Belinda was vicar for the parish of Rowan Thorp: a gregarious woman of ample cleavage with a ring through her nose and a laugh like Sid James. She was rumored to wear leather trousers beneath her cassock in winter.
“She’s been brilliant. It’s not easy to write a eulogy for a father more devoted to the open road than his children.” There was no malice in her voice, only a sad resignation.
Joe reached for her hand. She felt his warm fingers lace through hers and squeeze. She smiled up at him, gently freed her fingers, and drove her hand deep into her coat pocket. The flicker of hurt across his face sliced through her, but it was better this way; she wouldn’t give him false hope.

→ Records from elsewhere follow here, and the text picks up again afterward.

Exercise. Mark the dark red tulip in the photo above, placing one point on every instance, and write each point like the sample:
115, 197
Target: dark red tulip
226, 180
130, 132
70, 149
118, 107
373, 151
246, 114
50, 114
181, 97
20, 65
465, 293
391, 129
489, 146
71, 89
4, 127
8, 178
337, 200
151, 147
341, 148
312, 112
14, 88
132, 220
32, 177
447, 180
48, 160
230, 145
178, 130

The grass was spongy and slick with mud as they trampled the rest of the way in silence. The hole in the earth ahead of them yawned black and hungry, and neither the muddied Astroturf sheets around the opening nor the flowers strewn atop it lessened the ugliness.
* * *
Star had never seen so many velvet cloaks in one place, which was really saying something. The little churchyard at St. Swithun’s resembled a wizarding convention as the funeralgoers clustered to watch Augustus’s environmentally friendly cardboard coffin being lowered. Despite her sadness, she was relieved when it touched down in one piece; she had been worried that the heavy rain would break down the cardboard’s integrity.